Christopher Alexander, The Center for Environmental Structure, 2002-2005
This magnum opus of four volumes, called the Nature of Order, by the architect who wrote A Timeless Way of Building and A Pattern Language extends the work begun those initial books. (And further volumes are in preparation...) Beginning with the observation that certain places, buildings, street scenes, bridges and even boats, furniture and cups, have a certain hard-to-name quality lacking in most of their modern siblings, the Nature of Order explores why this so. What is is this quality, which Alexander refers to as "life", what is the difference between living and non-living structures, and more importantly, can we add this quality in a practical way to the things we build?

Many photographs illustrate the idea he calls "centers" and fifteen properties of living structure. Though never straying far from architecture, the writing is often philosophical and at the same time grounded in experience and real building projects.

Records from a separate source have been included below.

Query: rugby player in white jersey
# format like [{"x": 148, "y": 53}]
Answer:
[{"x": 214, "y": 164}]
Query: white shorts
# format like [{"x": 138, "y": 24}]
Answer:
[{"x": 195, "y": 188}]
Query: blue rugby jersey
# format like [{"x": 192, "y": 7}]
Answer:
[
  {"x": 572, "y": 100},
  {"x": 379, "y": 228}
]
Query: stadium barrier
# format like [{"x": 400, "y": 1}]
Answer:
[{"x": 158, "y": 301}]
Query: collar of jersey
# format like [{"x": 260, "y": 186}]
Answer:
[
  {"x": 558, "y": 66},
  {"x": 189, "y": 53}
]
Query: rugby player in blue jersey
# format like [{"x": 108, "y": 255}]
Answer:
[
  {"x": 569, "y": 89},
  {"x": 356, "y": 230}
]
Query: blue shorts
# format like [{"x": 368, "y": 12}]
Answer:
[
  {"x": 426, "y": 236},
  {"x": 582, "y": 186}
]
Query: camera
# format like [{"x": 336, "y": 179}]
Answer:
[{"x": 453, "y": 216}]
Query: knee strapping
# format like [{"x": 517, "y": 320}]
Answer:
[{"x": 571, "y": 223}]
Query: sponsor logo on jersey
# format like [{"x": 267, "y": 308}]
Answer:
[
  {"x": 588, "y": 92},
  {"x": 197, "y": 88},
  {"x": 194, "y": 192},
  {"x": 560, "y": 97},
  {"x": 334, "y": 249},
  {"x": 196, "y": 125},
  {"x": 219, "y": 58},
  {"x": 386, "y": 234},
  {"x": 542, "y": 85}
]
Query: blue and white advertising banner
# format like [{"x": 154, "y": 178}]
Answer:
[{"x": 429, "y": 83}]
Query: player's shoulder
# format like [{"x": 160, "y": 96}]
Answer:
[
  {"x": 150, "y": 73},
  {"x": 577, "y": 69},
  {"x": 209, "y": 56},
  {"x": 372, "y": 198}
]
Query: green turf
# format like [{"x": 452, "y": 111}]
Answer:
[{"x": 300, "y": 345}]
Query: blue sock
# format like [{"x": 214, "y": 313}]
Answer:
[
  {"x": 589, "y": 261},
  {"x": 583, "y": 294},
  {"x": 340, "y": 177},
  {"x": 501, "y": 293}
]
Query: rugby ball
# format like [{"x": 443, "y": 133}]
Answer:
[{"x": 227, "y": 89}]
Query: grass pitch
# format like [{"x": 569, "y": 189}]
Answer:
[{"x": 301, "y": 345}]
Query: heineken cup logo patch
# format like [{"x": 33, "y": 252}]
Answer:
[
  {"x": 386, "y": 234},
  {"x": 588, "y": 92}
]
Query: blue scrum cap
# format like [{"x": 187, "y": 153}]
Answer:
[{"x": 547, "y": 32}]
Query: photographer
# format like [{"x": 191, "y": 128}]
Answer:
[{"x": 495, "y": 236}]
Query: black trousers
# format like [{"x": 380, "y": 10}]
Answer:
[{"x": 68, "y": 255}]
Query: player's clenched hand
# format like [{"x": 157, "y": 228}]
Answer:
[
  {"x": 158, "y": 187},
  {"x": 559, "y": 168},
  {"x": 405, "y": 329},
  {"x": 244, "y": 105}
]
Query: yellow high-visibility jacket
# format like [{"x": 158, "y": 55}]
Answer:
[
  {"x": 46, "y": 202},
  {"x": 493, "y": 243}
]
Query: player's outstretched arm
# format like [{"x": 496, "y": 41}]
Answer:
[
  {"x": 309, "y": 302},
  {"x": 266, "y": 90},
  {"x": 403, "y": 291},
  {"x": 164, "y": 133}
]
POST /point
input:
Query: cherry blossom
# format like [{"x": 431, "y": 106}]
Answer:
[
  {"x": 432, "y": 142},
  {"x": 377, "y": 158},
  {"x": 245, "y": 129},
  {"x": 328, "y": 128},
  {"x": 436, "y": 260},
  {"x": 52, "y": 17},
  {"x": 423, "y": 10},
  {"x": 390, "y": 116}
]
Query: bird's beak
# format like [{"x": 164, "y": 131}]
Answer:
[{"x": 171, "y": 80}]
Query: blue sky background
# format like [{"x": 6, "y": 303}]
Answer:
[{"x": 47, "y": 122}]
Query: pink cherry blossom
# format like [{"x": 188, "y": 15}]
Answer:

The ideas are general, applicable to other arts, but always focused on the making of pleasing homes and offices.

One day, a friend of mine on the phone was feeling bummed out about all the bland rat-box housing developments sprouting up all over the (pick any US city) area. One of the Nature of Order volumes happened to be nearby, and without much effort found a nice section on the beauty of dewdrops. I read this out loud over the phone and that cheered up my friend. Then some cannibals ate her. (just checking to see if anyone really reads any of this.) These books are full of good hope, peace, beauty and inspiring examples.

I would like to plagarize the caption to one photo in volume III: "The blissful state: my wife, in our kitchen. I have no doubt at all that this translucent smile, this happy reflectiveness, was able to arise in her because of the nature of the surrounding: an ordinary kitchen, which i made not for magazines, but in a way to make our family as comfortable as possible. It is not possible, I think, to separate the life of the environment -- its untidy geometric ordinariness and organization -- from the beauty of that sleepy smile which arose in her."

The books are large and heavy but not unreasonably so. They are pricey mostly, i suspect, because they are provided through a small specialized publisher without the economics of scale that a large slick publishing company could provide.

Due to some publishing quirk, volume III came out after volume IV.

Please visit the Pattern Language site to find out more about Christopher Alexander and his ideas.

Living Lightly on Earth

More general books about green living and modern life, reducing our dependence on fossil fuels, and the economics, environment and culture we live in.

The Last Hours of Ancient Sunlight

Thom Hartmann, Three Rivers Press, 1999
Sounding like a great title for an historical or science fiction novel, perhaps - Ancient Sunlight refers to the fossil fuels we burn and use in mass quantities every day.

I attended one of Thom's presentations near Chelsea Michigan in 1999. I took notes.


Dan Chiras and Dave Wann
If you're stuck in the bland suburbs around one of our major or minor cities, you probably aren't going to be free to play with cob or pound tires for an Earthship. You might not even be able to mount solar PV or thermal panels without a fuss from neighbors or a silly HOA. This book explains what you can do! Getting with neighbors, composting, making paths, etc. For those who can't do the major cutting edge stuff (though a photo of Dan's quasi-earthship-like house appears on the cover) but wants life in the suburbs to be as wonderful as possible.